I have this BLOG so that I can comment on other BLOGS.
It's a very boring BLOG.
You are welcome here. Come on in. But don't say I didn't tell ya. It's B-o-r-i-n-g.
TLP, do you know for certain the moon wasn't planning to attack us? Absence of evidence is not evidence of absence. We don't want the smoking gun to be a mushroom cloud.I'm just glad Earth only has one moon or we'd probably have bombed the wrong one again.
They attacked the 'dark side' to get Darth Vader.
Aren't they looking for water?
ROTFL Doug!!!! Damn you, I almost killed myself with my morning coffee!

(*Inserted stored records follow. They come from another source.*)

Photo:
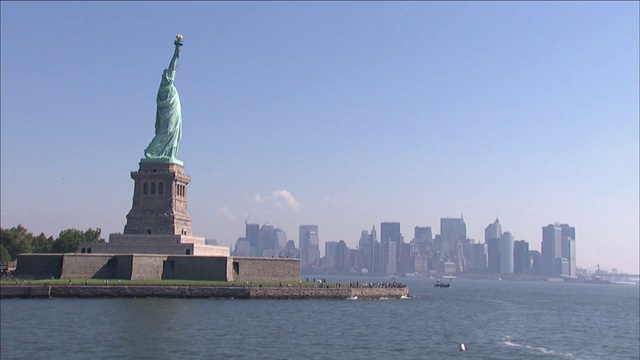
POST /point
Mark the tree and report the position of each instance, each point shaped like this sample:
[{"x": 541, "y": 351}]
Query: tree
[
  {"x": 4, "y": 255},
  {"x": 69, "y": 239},
  {"x": 42, "y": 244},
  {"x": 17, "y": 240}
]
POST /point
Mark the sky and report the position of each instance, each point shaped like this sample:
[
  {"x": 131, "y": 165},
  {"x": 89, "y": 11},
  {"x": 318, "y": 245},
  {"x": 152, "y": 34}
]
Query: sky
[{"x": 339, "y": 114}]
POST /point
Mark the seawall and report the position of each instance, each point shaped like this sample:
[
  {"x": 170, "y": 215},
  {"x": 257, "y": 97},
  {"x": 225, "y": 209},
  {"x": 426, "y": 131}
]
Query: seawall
[{"x": 222, "y": 292}]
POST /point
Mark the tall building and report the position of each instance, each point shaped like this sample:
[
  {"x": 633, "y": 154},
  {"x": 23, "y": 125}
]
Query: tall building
[
  {"x": 493, "y": 250},
  {"x": 389, "y": 232},
  {"x": 521, "y": 261},
  {"x": 280, "y": 237},
  {"x": 568, "y": 248},
  {"x": 309, "y": 244},
  {"x": 492, "y": 235},
  {"x": 252, "y": 235},
  {"x": 453, "y": 231},
  {"x": 266, "y": 240},
  {"x": 506, "y": 253},
  {"x": 476, "y": 255},
  {"x": 493, "y": 231},
  {"x": 551, "y": 249}
]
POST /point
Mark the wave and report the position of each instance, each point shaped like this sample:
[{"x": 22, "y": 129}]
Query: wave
[{"x": 507, "y": 341}]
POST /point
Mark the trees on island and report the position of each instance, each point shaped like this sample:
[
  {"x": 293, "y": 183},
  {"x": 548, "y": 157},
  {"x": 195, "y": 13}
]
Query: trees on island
[{"x": 19, "y": 240}]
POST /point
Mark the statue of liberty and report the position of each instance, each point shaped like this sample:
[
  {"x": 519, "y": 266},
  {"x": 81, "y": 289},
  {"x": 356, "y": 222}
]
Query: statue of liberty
[{"x": 164, "y": 145}]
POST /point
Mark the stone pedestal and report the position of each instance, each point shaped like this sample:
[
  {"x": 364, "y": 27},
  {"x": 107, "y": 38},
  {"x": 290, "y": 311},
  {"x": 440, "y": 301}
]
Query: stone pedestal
[
  {"x": 159, "y": 200},
  {"x": 158, "y": 222}
]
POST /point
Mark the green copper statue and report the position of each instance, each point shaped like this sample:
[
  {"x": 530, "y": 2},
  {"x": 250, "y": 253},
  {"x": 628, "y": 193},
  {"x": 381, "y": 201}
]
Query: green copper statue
[{"x": 164, "y": 145}]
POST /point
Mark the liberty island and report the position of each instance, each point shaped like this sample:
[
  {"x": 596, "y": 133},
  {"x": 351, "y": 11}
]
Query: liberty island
[{"x": 158, "y": 241}]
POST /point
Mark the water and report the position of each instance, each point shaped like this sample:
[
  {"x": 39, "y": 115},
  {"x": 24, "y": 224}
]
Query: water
[{"x": 494, "y": 319}]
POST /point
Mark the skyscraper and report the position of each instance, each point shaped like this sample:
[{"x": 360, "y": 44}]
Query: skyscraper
[
  {"x": 521, "y": 262},
  {"x": 309, "y": 244},
  {"x": 492, "y": 235},
  {"x": 506, "y": 253},
  {"x": 493, "y": 231},
  {"x": 452, "y": 233},
  {"x": 568, "y": 246},
  {"x": 389, "y": 232},
  {"x": 551, "y": 249}
]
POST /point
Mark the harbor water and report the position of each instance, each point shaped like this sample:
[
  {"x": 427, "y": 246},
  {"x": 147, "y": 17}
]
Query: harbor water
[{"x": 493, "y": 319}]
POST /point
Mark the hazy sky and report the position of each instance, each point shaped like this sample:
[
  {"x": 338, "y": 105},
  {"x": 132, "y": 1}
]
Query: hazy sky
[{"x": 340, "y": 114}]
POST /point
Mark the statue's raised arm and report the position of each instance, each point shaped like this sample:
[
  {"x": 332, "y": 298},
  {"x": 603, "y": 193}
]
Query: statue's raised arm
[{"x": 164, "y": 145}]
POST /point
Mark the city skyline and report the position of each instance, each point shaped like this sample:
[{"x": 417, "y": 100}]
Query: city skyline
[{"x": 343, "y": 115}]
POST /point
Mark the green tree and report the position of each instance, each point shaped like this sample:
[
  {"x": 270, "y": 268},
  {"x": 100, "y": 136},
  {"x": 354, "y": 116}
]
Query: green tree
[
  {"x": 42, "y": 244},
  {"x": 17, "y": 240},
  {"x": 69, "y": 239},
  {"x": 4, "y": 254}
]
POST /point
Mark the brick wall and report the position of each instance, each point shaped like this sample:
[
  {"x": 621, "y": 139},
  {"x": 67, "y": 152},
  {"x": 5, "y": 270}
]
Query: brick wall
[
  {"x": 265, "y": 269},
  {"x": 88, "y": 266},
  {"x": 195, "y": 268},
  {"x": 39, "y": 266}
]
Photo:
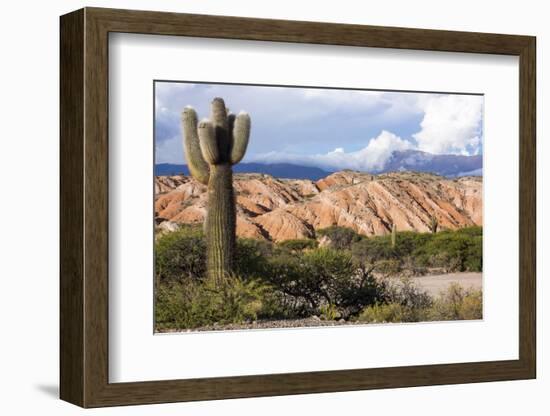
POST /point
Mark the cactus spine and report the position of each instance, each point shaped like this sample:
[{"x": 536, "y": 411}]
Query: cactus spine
[{"x": 212, "y": 147}]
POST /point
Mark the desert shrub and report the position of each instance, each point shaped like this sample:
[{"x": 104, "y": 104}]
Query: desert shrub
[
  {"x": 407, "y": 294},
  {"x": 321, "y": 277},
  {"x": 329, "y": 312},
  {"x": 251, "y": 259},
  {"x": 194, "y": 304},
  {"x": 341, "y": 238},
  {"x": 459, "y": 250},
  {"x": 404, "y": 302},
  {"x": 407, "y": 304},
  {"x": 299, "y": 245},
  {"x": 180, "y": 255},
  {"x": 452, "y": 251},
  {"x": 457, "y": 303}
]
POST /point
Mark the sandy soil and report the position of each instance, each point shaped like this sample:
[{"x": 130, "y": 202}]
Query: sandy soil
[{"x": 434, "y": 284}]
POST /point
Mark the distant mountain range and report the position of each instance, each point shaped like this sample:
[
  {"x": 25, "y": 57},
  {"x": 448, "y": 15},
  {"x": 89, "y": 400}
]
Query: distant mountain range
[
  {"x": 278, "y": 170},
  {"x": 399, "y": 161},
  {"x": 444, "y": 165}
]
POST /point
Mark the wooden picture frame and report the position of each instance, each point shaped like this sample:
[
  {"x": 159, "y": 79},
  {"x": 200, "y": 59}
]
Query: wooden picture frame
[{"x": 84, "y": 207}]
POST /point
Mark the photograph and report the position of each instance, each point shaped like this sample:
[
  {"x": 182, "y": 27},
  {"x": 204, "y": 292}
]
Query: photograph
[{"x": 299, "y": 206}]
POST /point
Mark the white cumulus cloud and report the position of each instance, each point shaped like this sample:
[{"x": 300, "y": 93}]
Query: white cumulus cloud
[
  {"x": 370, "y": 158},
  {"x": 451, "y": 125}
]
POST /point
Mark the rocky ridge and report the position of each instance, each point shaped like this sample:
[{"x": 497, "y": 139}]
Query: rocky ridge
[{"x": 282, "y": 209}]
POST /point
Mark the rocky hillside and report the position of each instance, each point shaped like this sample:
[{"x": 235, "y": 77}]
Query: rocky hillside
[{"x": 283, "y": 209}]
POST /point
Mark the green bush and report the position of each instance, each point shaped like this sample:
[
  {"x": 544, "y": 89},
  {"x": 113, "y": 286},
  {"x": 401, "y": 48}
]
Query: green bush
[
  {"x": 407, "y": 304},
  {"x": 195, "y": 304},
  {"x": 252, "y": 256},
  {"x": 180, "y": 255},
  {"x": 299, "y": 245},
  {"x": 414, "y": 253},
  {"x": 457, "y": 303},
  {"x": 341, "y": 238}
]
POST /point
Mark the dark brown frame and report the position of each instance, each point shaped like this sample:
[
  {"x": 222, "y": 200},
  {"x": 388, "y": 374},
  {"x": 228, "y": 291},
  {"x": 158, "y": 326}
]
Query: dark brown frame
[{"x": 84, "y": 210}]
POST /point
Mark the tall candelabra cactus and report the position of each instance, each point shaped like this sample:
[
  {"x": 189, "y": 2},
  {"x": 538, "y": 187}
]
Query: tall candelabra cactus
[{"x": 212, "y": 147}]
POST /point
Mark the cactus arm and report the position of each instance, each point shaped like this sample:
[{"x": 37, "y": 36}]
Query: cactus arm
[
  {"x": 241, "y": 133},
  {"x": 195, "y": 162},
  {"x": 219, "y": 118},
  {"x": 208, "y": 142}
]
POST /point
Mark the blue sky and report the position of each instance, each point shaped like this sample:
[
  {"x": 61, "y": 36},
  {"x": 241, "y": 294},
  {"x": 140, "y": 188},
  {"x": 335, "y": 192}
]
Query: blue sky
[{"x": 329, "y": 128}]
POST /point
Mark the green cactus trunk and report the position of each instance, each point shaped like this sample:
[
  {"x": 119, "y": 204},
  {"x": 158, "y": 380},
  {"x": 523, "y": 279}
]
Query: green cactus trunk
[
  {"x": 212, "y": 147},
  {"x": 220, "y": 222}
]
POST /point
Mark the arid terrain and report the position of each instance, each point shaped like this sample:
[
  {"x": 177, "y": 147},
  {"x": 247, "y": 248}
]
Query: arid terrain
[{"x": 283, "y": 209}]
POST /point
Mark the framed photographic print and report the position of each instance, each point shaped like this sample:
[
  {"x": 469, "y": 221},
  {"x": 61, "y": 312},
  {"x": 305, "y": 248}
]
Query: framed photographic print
[{"x": 255, "y": 207}]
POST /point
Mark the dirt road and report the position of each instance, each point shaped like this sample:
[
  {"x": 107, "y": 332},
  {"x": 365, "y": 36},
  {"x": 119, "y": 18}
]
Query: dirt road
[{"x": 434, "y": 284}]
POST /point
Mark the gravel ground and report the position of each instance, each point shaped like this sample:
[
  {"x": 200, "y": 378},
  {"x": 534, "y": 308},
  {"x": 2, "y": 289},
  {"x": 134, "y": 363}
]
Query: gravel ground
[
  {"x": 435, "y": 284},
  {"x": 291, "y": 323},
  {"x": 432, "y": 284}
]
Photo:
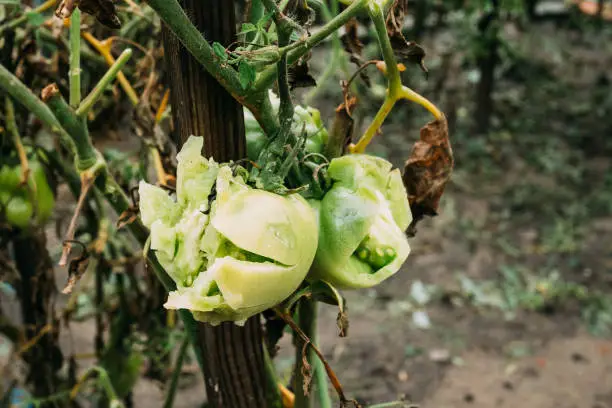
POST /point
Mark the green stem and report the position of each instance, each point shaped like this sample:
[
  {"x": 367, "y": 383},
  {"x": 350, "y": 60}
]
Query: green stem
[
  {"x": 86, "y": 155},
  {"x": 75, "y": 58},
  {"x": 171, "y": 12},
  {"x": 300, "y": 48},
  {"x": 395, "y": 89},
  {"x": 176, "y": 374},
  {"x": 393, "y": 74},
  {"x": 320, "y": 376},
  {"x": 307, "y": 320},
  {"x": 338, "y": 55},
  {"x": 86, "y": 52},
  {"x": 104, "y": 82},
  {"x": 22, "y": 94}
]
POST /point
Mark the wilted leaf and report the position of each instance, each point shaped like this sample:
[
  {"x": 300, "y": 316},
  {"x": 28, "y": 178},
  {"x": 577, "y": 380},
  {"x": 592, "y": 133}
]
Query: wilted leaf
[
  {"x": 274, "y": 330},
  {"x": 354, "y": 47},
  {"x": 76, "y": 269},
  {"x": 104, "y": 11},
  {"x": 404, "y": 50},
  {"x": 428, "y": 170},
  {"x": 300, "y": 12},
  {"x": 306, "y": 370},
  {"x": 219, "y": 51},
  {"x": 299, "y": 75},
  {"x": 35, "y": 19}
]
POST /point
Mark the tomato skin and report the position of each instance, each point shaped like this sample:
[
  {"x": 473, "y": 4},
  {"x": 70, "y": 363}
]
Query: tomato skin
[{"x": 17, "y": 205}]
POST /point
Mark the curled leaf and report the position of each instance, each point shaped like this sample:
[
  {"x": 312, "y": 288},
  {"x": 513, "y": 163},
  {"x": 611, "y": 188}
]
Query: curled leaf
[
  {"x": 405, "y": 50},
  {"x": 354, "y": 47},
  {"x": 428, "y": 170}
]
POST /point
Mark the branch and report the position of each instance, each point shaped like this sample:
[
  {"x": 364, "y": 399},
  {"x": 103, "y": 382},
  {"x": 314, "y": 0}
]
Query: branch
[
  {"x": 86, "y": 155},
  {"x": 101, "y": 86},
  {"x": 22, "y": 94},
  {"x": 171, "y": 12},
  {"x": 24, "y": 17},
  {"x": 395, "y": 89}
]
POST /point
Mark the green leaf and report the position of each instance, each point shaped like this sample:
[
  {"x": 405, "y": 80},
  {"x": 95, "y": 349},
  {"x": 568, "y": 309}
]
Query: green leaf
[
  {"x": 220, "y": 51},
  {"x": 247, "y": 74},
  {"x": 248, "y": 28},
  {"x": 35, "y": 19}
]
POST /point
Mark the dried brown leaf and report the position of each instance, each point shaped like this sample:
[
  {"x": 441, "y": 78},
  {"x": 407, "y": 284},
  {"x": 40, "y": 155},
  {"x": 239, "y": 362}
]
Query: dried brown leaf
[
  {"x": 127, "y": 217},
  {"x": 300, "y": 12},
  {"x": 342, "y": 322},
  {"x": 299, "y": 75},
  {"x": 409, "y": 51},
  {"x": 354, "y": 47},
  {"x": 103, "y": 10},
  {"x": 428, "y": 170},
  {"x": 306, "y": 369}
]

HAHAHAHAHAHHAHA....
I've googled, you guys are not kidding. nonar - no moon, no war
Doug: That comment has Dick laughing his butt off. It's not a pretty sight. Tom, yeah, I'm sure that Vadar is on the dark side of the moon. Where else could he be?Judy. That's their story, and they're stickin' to it.Ariel, Doug is a funny guy isn't he? Sadly, America can and will bomb whatever it wants, whenever it wants. We ARE the bomb.
This makes me think of the Big Boy of Dr. Eevil.
...is this why it's snowing now in the middle of october, in the middle of the global warming?
It shouldn't be allowed.
LOL, how did I miss this post? You're even on my reader...
We stuck our flag in the moon in '69. It's ours to bomb.
I think the moon owns us. We just don't know it yet.
Isn't the Moon about the only thing around that America can bomb without losing?